“E lei non vincerà mai le elezioni: gli americani hanno voglia di cambiamento, non importa se in peggio”. Angelo Petrella ha intuito quello che tanti giornalisti italiani, inviati negli Stati Uniti per le ultime presidenziali, non avevano neppure minimamente immaginato: la clamorosa vittoria di Donald Trump.
Petrella, nel suo ultimo romanzo, Operazione Levante (Baldini & Castoldi editore), mescola elementi reali e situazioni di fantasia per costruire una sorta di trattato di politica internazionale.
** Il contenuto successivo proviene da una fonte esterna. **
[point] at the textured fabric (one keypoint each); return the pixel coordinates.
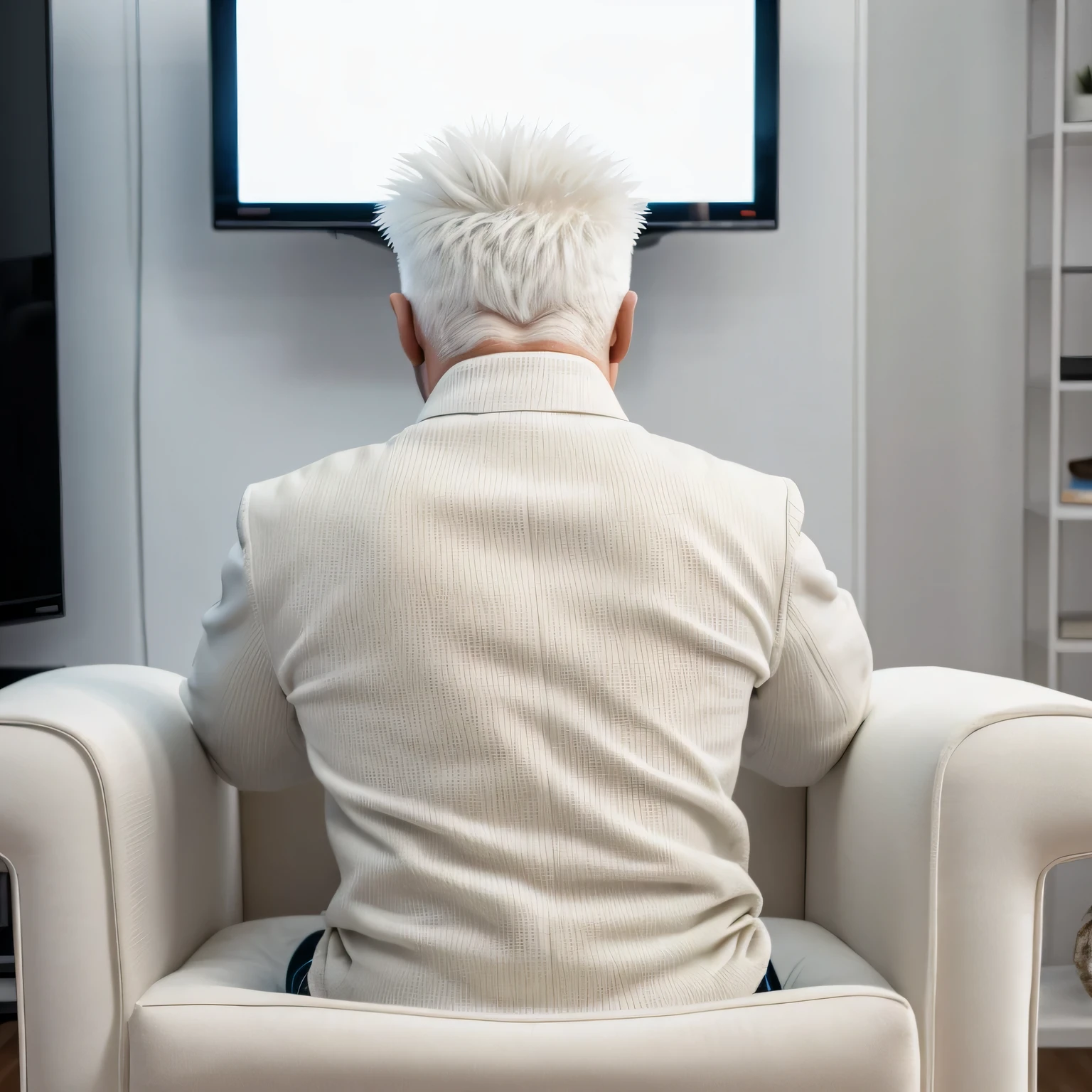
(518, 645)
(223, 1024)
Inserisce l’analisi tra le pieghe del racconto e ribalta un po’ gli stereotipi che vengono contrabbandanti con eccessiva disinvoltura da alcuni mezzi d’informazione nostrani, affascinanti più dal sensazionalismo che dalla necessità di approfondire le notizie.
Ne è venuto fuori un lavoro superbo, documentato, un perfetto incastro di personaggi (tra cui non manca una foreign fighters di Torre Annunziata) ed episodi che strizza l’occhio alle serie tv americane.
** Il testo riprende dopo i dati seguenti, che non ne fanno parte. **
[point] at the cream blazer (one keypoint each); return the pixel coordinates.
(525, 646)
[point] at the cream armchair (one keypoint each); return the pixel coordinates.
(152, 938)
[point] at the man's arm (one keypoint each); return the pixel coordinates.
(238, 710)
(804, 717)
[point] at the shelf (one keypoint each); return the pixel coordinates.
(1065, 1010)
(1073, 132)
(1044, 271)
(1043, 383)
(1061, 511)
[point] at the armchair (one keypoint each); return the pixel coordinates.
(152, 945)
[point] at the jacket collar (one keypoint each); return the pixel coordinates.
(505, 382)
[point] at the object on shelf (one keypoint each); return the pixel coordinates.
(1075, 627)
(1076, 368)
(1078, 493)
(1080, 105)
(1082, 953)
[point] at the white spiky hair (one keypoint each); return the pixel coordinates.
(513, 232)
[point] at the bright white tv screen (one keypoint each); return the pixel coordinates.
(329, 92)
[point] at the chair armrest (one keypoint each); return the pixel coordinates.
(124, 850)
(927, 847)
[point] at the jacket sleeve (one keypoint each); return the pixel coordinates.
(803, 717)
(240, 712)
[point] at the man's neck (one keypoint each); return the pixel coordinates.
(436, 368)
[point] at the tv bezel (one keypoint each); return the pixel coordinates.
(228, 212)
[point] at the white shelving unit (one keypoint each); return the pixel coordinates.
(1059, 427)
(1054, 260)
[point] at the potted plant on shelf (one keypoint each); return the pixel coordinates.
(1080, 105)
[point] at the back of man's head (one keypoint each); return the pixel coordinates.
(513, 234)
L’incipit della storia è l’attentato al Bataclan e il desiderio di vendetta di Stanley Kavanagh, un ex militare al soldo della Cia, che ha perso la moglie e la figlia durante il tragico concerto parigino degli Eagles of Death Metal. Da quel momento in poi, il ritmo diventa incalzante e la tensione cresce, la scena si sposta da Chicago alla Siria, ci porta nelle zone di confine dove si combatte e si ammazza per il petrolio, nei luoghi dove si tortura e si stupra senza pietà, alla ricerca del traditore che trama alle spalle dell’America mentre l’autore, con sapienza, dispensa il suo punto di vista sul terrorismo globale, sulle alleanze strategiche, sulle lotte tra le diverse etnie, sulle stanze dei bottoni in cui si decidono le sorti del mondo e si mette in moto la macchina della disinformazione.
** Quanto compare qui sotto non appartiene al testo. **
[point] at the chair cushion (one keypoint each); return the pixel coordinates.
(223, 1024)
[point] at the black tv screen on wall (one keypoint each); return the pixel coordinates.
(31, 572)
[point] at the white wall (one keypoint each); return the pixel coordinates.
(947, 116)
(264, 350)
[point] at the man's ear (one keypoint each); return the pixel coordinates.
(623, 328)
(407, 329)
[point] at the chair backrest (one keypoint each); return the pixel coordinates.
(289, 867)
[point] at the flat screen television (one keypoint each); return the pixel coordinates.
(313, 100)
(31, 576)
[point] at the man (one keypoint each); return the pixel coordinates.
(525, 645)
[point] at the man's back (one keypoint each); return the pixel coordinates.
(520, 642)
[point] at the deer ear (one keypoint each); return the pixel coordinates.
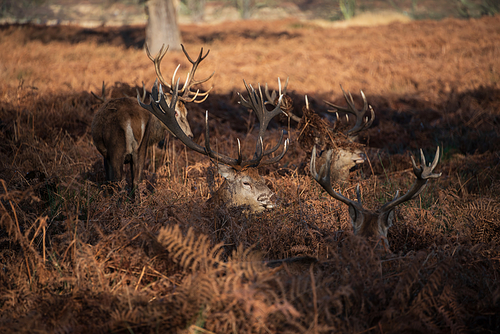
(390, 219)
(226, 172)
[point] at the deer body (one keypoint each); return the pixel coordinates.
(122, 131)
(243, 186)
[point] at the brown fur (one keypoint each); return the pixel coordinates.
(245, 188)
(122, 130)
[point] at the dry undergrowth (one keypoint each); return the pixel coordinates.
(76, 259)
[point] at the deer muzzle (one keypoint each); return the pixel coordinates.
(268, 201)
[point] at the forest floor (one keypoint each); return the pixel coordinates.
(75, 259)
Petrella, insomma, in questo libro, ha provato a indossare i panni di Le Carré, mostrando, tuttavia, una straordinaria capacità di saper adeguare linguaggi, codici (anche informatici) e storie ai tempi moderni, pur non tralasciando una prosa molto ricercata in alcuni punti dell’opera. Oggi che la letteratura nazionale oscilla tra gli esercizi di stile, le autobiografie travestite da romanzi di formazione o il sentimentalismo con i morti ammazzati, l’operazione messa in piedi da Petrella ha il pregio dell’originalità e il gusto della sfida verso una realtà editoriale omologata e impantanata.
Bisognerebbe semplicemente prendere atto che, allo stato attuale, la vera letteratura risiede in prodotti televisivi come House of Cards o Homeland che sanno raccontare i conflitti su scala internazionale, i segreti del potere, la perfidia di chi comanda, con un linguaggio diretto, senza fronzoli o formalismi inutili, meglio e più onestamente di tanti libri poco autentici e tanto noiosi.
In questo contesto, Petrella ha il merito di catapultare nel panorama italiano una ventata di novità, evidenziando ancora una volta il suo talento e la sua duttilità. Si conferma il più americano tra gli scrittori nazionali, essendo capace di dare del tu a Ellroy o Winslow, ma soprattutto, come Veraldi qualche tempo fa, dimostra che il confine tra un ottimo romanzo e una buona sceneggiatura è sempre molto sottile e che la finzione supera molto spesso la realtà.